Someone she could trust. He tried to ignore the irony in that. “Whom can’t you trust, sweetheart? Has someone tried to hurt you?”

“No, not really. . . .”

“Not really?” Righteous anger suddenly flared up, making his throat tight. “Who is it? What happened? Did Edward Enniskean come bothering you again?”

She laughed, but it half sounded like a sob. “No.”

“Then who was it, damn it?”

“Niall—”

He slipped his arm around her waist and pulled her toward him, so that her head rested on his shoulder. “Tell me.”

“It—it was Eamon Doherty,” she whispered.

“Doherty?”

“One of Dr. Carrighar’s students, the one we rescued that day in the street. He—he just tried to—to
kiss
me.”

For a moment, Niall was sure he’d choke on his anger. Someone had dared to touch Pen—his Pen. And not just touch her. “Tell me what happened, so I know just how hard I’ll have to hit him next time I see him.”

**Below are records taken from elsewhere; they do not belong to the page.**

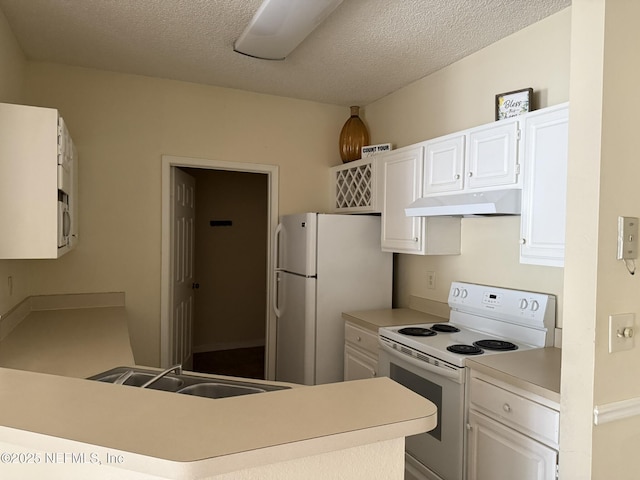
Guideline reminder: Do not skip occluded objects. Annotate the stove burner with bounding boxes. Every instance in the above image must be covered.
[447,344,484,355]
[398,327,436,337]
[473,340,518,350]
[431,323,460,333]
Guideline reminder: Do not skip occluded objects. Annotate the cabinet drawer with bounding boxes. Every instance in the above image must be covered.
[344,323,378,357]
[469,378,560,445]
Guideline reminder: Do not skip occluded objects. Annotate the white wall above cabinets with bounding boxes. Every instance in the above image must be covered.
[520,103,569,267]
[378,144,460,255]
[0,103,78,259]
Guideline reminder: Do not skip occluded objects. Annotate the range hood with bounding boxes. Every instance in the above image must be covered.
[404,188,522,217]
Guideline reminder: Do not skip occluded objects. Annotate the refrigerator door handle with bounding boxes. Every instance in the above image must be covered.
[272,270,282,318]
[273,223,282,270]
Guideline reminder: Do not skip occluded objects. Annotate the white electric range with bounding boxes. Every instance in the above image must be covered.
[378,282,556,480]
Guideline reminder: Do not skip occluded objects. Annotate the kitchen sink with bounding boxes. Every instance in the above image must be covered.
[178,382,267,398]
[89,367,290,398]
[89,374,184,392]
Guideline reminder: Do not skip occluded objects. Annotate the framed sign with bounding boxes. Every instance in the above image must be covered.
[496,88,533,120]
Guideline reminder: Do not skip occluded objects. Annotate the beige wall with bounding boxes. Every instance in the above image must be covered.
[20,63,348,365]
[560,0,640,480]
[187,169,270,352]
[0,7,32,315]
[365,9,571,325]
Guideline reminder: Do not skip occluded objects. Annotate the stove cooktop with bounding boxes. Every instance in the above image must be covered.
[379,322,538,367]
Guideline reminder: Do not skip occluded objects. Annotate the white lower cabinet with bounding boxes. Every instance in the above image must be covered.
[344,322,378,381]
[467,411,558,480]
[466,370,560,480]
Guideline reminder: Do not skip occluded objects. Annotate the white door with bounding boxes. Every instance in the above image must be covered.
[171,168,195,368]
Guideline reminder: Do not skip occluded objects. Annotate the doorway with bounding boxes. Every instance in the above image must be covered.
[161,156,278,379]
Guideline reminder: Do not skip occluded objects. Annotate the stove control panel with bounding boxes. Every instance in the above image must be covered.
[482,292,502,305]
[449,282,555,340]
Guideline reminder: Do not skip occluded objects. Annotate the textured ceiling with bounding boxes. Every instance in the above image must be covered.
[0,0,571,106]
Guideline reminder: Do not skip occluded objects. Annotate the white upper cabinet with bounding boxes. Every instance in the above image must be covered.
[424,134,466,195]
[380,145,424,253]
[520,103,569,267]
[423,119,520,196]
[377,144,460,255]
[466,119,520,190]
[0,103,78,259]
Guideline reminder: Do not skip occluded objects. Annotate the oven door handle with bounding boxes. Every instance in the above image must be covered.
[380,343,464,383]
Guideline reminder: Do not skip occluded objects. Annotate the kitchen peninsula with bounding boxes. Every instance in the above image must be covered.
[0,295,437,480]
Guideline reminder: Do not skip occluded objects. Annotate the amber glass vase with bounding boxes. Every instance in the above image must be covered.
[340,107,369,163]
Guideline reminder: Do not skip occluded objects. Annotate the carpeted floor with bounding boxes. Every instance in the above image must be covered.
[193,347,264,379]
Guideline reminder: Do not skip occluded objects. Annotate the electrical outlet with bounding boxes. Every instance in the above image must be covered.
[609,313,636,353]
[427,272,436,289]
[618,217,638,260]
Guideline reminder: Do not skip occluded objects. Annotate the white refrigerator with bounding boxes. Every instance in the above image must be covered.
[273,213,393,385]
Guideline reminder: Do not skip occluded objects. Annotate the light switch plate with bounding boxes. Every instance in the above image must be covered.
[427,272,436,289]
[609,313,636,353]
[618,217,638,260]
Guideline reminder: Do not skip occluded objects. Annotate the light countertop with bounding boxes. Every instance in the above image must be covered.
[467,347,562,403]
[342,308,448,333]
[0,293,134,378]
[342,306,562,403]
[0,368,436,478]
[0,294,437,479]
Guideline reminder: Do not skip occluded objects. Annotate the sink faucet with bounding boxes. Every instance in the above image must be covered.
[140,364,182,388]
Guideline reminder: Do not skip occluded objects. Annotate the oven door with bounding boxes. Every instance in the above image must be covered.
[379,346,464,480]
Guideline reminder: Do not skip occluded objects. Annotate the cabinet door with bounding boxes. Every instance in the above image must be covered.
[520,104,569,267]
[380,145,424,253]
[467,410,558,480]
[423,135,466,196]
[466,119,520,189]
[344,345,378,381]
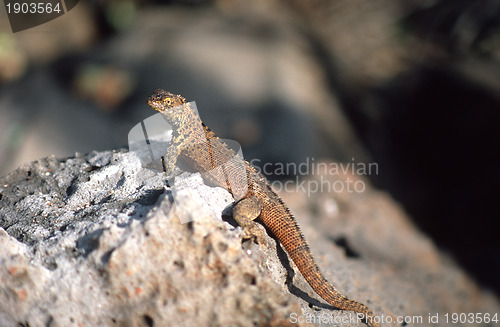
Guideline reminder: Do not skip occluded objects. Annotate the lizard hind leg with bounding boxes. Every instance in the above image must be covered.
[233,197,267,245]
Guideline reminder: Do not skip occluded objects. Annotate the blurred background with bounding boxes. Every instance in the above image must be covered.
[0,0,500,295]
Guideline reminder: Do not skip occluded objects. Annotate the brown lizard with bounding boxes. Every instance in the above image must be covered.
[147,89,379,327]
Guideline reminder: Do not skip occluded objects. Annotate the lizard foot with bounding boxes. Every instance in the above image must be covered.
[233,197,267,245]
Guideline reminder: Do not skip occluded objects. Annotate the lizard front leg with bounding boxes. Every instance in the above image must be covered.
[161,135,184,177]
[233,196,267,245]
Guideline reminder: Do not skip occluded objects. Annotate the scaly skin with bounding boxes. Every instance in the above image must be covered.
[147,89,379,327]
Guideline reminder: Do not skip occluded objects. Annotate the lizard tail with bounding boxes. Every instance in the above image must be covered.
[260,197,379,327]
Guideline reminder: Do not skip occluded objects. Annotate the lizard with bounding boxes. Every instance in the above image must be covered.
[146,89,379,327]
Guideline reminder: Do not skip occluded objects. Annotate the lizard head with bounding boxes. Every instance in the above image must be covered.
[146,89,186,114]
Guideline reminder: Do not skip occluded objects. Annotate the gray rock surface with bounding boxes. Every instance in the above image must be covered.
[0,150,500,326]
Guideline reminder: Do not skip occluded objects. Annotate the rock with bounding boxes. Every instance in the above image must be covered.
[0,150,500,326]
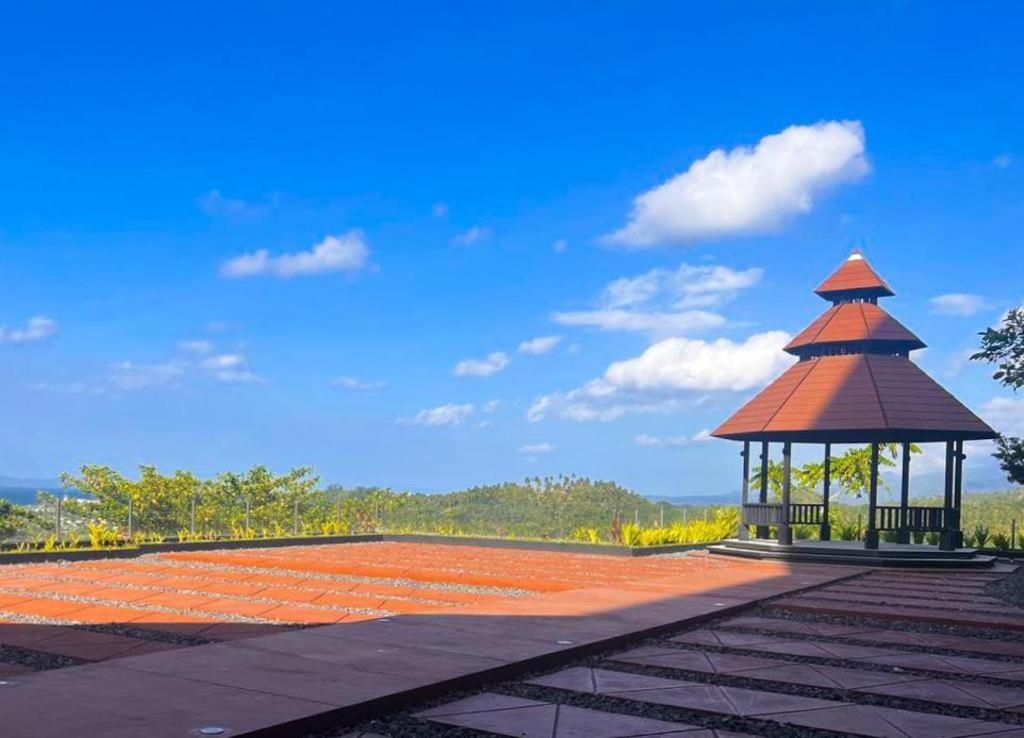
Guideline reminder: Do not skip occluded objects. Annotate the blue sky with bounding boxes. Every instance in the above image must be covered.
[0,2,1024,494]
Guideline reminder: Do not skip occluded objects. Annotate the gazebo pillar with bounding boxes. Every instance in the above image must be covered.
[736,441,751,540]
[818,443,831,540]
[939,441,956,551]
[755,441,769,538]
[896,441,910,544]
[864,441,879,549]
[778,441,793,546]
[952,440,967,549]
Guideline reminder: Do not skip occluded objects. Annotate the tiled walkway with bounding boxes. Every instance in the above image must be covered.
[0,544,858,738]
[401,571,1024,738]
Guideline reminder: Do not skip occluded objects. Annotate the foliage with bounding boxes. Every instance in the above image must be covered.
[61,465,333,539]
[971,308,1024,389]
[992,533,1010,551]
[344,476,713,540]
[971,308,1024,484]
[606,508,739,547]
[0,500,45,538]
[974,525,990,549]
[992,435,1024,484]
[750,443,922,503]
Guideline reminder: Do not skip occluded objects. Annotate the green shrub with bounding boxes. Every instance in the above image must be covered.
[992,533,1010,551]
[974,525,990,549]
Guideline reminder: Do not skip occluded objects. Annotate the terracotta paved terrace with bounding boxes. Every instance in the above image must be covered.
[0,542,854,738]
[387,570,1024,738]
[0,542,1024,738]
[0,544,745,677]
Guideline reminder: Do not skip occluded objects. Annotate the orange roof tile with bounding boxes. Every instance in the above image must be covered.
[784,302,925,356]
[712,354,996,443]
[814,251,896,300]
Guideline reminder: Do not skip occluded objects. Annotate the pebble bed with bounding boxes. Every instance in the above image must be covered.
[307,568,1024,738]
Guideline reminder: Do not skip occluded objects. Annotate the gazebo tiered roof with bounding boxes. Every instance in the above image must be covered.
[712,247,995,443]
[712,251,996,560]
[814,251,896,301]
[783,302,925,356]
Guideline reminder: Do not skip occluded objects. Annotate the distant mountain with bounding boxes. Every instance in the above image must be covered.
[644,491,739,508]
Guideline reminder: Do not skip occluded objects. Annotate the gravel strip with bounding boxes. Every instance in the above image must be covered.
[0,588,301,625]
[0,574,436,615]
[765,603,1024,642]
[651,636,1021,687]
[133,554,537,597]
[601,649,1024,725]
[0,645,88,671]
[72,622,214,646]
[715,620,1024,663]
[985,566,1024,607]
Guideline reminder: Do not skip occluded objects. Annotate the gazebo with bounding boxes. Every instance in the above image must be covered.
[712,251,996,560]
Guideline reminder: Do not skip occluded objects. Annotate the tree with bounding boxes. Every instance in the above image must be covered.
[971,308,1024,484]
[751,443,921,502]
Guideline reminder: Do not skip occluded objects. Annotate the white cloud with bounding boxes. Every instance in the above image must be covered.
[606,121,868,247]
[981,397,1024,437]
[0,315,60,344]
[552,264,764,336]
[199,189,276,218]
[604,331,796,391]
[633,428,711,448]
[110,361,186,391]
[602,264,764,309]
[519,336,562,355]
[929,292,990,316]
[220,230,370,278]
[455,351,511,377]
[452,225,490,246]
[29,381,106,395]
[200,353,266,384]
[178,339,214,355]
[331,377,387,392]
[398,404,473,428]
[552,310,725,336]
[526,331,796,423]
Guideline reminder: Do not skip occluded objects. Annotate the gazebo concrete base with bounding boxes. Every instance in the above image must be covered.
[708,538,995,569]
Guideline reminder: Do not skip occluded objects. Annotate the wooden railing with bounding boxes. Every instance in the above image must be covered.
[742,503,824,525]
[878,505,951,533]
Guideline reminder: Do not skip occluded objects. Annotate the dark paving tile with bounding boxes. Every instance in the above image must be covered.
[721,687,842,715]
[609,682,740,714]
[0,664,328,738]
[526,666,680,694]
[414,692,548,718]
[421,703,558,738]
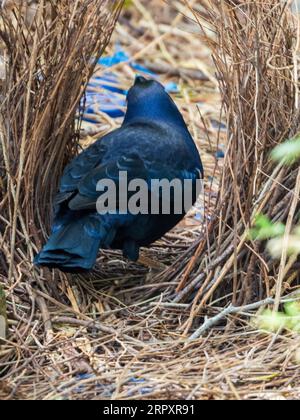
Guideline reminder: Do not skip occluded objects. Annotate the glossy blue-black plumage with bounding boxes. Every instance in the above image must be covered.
[35,77,203,272]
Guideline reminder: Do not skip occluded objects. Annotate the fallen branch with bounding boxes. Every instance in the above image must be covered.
[189,298,275,341]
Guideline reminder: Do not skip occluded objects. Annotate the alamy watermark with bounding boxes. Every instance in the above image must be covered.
[97,171,203,215]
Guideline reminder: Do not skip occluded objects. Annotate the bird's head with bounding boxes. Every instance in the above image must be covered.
[124,76,186,128]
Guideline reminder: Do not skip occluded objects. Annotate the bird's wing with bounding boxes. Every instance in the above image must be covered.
[58,140,107,194]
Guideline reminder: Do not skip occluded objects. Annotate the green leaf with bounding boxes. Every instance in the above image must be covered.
[258,309,287,332]
[250,214,285,241]
[271,137,300,165]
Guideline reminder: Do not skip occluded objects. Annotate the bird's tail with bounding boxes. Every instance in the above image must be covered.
[34,215,115,273]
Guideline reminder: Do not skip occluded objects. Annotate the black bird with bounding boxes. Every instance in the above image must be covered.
[35,76,203,272]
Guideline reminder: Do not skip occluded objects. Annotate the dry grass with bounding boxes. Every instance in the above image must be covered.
[0,0,300,400]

Miraculously, she laughed. “I already took care of that. I stomped on his foot so hard that I’m sure I broke something. Oh!” She shuddered. “How can I face him again after what he said . . . after what he tried to do? After the horrid way he’s behaved toward me, insulting my intelligence and ability in practically every class. I should have turned him into an ant and stepped on him!”

“Why didn’t you?”

“Believe me, I wanted to.” She nestled closer, as if she’d been doing it for years. “It was after our tutorial with Dr. Carrighar just now. Mr. Doherty left as soon as it was over, before the rest of us could even rise from our chairs. I left the room last and was about to
go upstairs when I heard someone call my name. He had hidden himself in the drawing room. He asked if he could speak with me. I assumed it was about the other day—you know, when he was hurt during that political rally?”

“I remember. Go on.”

“Well,” she paused and moved slightly against him, as if she were suddenly uncomfortable. “I asked you to leave us that day because I wanted to use magic to conceal him and get him back to the Carrighars’. I did so, and then I healed him. I began to get a hint that maybe you were right about him . . . about him maybe not hating me . . . but I had no idea. . . . I went into the drawing room, and he closed the doors. He had a strange look on his face, as if he weren’t sure whether to be pleased or angry. He started to thank me for saving him that day, and I brushed it off because I’d . . . well, I’d been a little rude to him after I healed him—”

“I’m willing to wager he was rude first.”

“He was.” She laughed again, then sighed. “He was very stilted and obviously hated having to say what he was saying, but something didn’t feel right. And then he began to speak of one of Dr. Carrighar’s recent lectures on perceiving the purpose behind any given piece of magic, and that he thought he knew why I had helped him. I wasn’t really paying attention because I was trying to think of a polite way to end the conversation and leave, and had turned toward the doors again, and then he . . .” She swallowed. “He caught at my hand. I tried to yank it away, but he wouldn’t let go, and then he started spouting the most horrendous nonsense—how he’d tried to fight his feelings because he’d considered me unworthy of him, and even though he’d had to admit that he was wrong, he still
fought his feelings, but couldn’t overcome them. It was like a ghastly parody of Darcy and Elizabeth in
Pride and Prejudice.
And then he grabbed my waist and tried to kiss me.”

Niall felt like baring his teeth and growling as he pictured it. “What did you do?”

“Stomped on his foot—fortunately with my heel, so it had some effect—and gave him a shove. And then I ran. It would have been so satisfying to give him a thorough dressing-down, but all I wanted to do was escape. I ran upstairs and locked myself in my room, but I could not calm myself. I couldn’t face eating dinner with Dr. Carrighar and pretending nothing had happened, so I left a note for Norah and came here. It was quite dreadful, worrying that he might be lying in wait around every corner.” She shivered. “It sounds a little comical, now that I tell it, but it was anything but at the time. He looked so angry and desperate, and so determined, that I was quite frightened.”